At ten o’clock, just as we go to bed, it starts raining. It rains continuously all through the night. I wake up thinking “blast, I’m only wearing sandals” and “we’re going to have to walk back up to Kamembe and even with a small umbrella we’re going to get soaked”. Then I think “ah, maybe the rain has cleared the air and I can take good pictures across the lake”. Alas, the visibility is murkier than ever. It’s worse than yesterday, and licks of cloud are obscuring the Congolese heights on the far side.

We’ve arranged a late breakfast (Tu Chi isn’t a mornings person!), and afterwards we sit and read while we wait for the rain to stop. Which it does, right on cue, about half an hour before we need to leave.

In all the traumas of this trip, the one really positive thing has been the Peace Guesthouse. Friendly service after the initial screw-up about bookings, and good food at very reasonable prices.

There’s a minor scuffle in our bus; we get there in good time so we can sit together and with Tu Chi on the left hand (scenic) side. Then the driver decides that since all our tickets are numbered, as are the bus seats, we must sit in our appropriate seat. Not next to each other, and on the wrong side. We grumble and make a fuss (we’re getting good at it!) and eventually he gives in and makes some unflattering comment about bloody muzungus. In seven months it’s the first time anybody has tried to impose a seating plan on a Rwandan bus.

Well, we bump and chug our way back home. No breakdowns this time, but the journey still feels as if it’s lasting forever. There are lots of monkeys by the roadside, and Tu Chi gets her money’s worth of greenery! At Nyanza we have one of those stops where everybody rushes out of the bus to buy food (read my blog for July 5th for more explanation), but since we’ll be home in Gitarama in half an hour we don’t bother. We just much our way through (even more) bananas.

Back in Gitarama we dine on brochettes and ibirayi at the “Petit Jardin”, then go our separate ways. We’re going to do the market together on Saturday, and Tu Chi is going to copy my photos (her camera is playing up).
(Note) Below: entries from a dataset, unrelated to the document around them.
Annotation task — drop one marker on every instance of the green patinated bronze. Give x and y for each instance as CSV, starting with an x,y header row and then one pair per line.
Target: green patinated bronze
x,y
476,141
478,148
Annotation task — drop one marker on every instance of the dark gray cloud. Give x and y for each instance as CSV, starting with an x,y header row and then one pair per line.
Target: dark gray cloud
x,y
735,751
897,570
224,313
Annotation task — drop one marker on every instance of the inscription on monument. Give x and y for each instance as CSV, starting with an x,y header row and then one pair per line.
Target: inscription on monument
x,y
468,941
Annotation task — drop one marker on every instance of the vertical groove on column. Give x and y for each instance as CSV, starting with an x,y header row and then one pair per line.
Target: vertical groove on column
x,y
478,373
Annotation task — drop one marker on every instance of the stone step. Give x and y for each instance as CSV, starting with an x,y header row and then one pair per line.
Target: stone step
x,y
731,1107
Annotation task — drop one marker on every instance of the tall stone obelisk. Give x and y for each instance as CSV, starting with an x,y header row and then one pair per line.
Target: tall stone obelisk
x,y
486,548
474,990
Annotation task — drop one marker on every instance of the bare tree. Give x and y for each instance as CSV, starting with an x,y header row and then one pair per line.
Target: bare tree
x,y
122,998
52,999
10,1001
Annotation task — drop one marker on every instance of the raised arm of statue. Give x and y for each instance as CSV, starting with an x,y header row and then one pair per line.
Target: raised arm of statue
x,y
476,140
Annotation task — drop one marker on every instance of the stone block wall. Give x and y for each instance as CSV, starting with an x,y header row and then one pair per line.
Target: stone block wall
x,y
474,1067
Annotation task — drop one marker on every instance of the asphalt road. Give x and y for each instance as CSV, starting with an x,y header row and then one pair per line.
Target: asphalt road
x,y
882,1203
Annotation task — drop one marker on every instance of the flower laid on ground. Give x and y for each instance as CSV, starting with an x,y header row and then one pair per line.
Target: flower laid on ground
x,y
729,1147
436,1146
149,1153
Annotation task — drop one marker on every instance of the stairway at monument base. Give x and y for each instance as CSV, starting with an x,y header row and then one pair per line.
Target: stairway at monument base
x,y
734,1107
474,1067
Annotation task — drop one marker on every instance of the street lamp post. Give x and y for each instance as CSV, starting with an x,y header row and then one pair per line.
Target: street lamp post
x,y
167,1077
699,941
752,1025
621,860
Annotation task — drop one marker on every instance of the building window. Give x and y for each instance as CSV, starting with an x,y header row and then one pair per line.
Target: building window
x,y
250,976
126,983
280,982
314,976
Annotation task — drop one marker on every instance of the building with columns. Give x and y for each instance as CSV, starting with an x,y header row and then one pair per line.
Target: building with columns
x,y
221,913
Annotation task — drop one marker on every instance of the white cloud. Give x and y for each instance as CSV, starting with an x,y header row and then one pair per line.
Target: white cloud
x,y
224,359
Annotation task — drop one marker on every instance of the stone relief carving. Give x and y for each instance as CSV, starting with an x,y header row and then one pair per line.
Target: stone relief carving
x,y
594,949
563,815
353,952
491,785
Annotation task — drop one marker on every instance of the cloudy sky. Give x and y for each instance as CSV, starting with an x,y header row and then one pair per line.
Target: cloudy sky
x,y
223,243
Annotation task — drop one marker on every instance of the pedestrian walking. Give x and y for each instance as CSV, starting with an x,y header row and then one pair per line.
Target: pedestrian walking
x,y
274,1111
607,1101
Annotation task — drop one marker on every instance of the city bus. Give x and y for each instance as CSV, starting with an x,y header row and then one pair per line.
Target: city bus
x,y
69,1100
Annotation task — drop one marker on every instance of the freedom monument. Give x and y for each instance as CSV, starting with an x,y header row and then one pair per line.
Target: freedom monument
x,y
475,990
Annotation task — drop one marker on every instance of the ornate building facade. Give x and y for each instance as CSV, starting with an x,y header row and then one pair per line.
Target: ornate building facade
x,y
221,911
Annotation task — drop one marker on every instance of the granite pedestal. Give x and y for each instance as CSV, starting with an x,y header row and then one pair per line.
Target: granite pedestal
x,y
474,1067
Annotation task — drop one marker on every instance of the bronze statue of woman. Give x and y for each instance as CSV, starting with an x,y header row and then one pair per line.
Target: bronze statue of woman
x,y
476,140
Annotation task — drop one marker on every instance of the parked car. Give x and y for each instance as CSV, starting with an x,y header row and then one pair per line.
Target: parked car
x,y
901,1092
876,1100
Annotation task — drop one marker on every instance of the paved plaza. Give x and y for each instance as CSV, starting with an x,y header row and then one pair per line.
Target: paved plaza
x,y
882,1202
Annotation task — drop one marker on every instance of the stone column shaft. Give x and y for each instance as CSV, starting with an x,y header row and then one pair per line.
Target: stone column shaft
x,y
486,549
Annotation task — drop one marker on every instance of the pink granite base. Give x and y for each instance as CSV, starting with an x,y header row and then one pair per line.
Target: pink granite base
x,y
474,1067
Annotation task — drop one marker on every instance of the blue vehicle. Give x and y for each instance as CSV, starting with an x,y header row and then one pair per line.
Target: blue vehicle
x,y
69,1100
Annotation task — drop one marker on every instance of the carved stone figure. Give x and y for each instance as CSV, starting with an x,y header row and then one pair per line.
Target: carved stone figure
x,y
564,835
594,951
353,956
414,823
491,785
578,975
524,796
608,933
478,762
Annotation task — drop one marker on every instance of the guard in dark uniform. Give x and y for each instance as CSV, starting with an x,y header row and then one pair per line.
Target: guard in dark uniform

I need to show my face at work on Friday.

In the evening I just want to do something fairly mindless so I watch a DVD of “Brief Encounter”.

What’s been good about today? – everything! Once again, today just sums up the life I’m leading out here – languid breakfast on a terrace overlooking an exquisite equatorial lake. Lunchtime seems me in mountain jungle gawping at monkeys through a bus window. Teatime sees me doing urgent food shopping round our local part of Gitarama and haggling with the market women. And in the evening I’m listening to Noel Coward’s clipped, precise dialogue on my computer.

Bring it on, folks! VSO life is cool!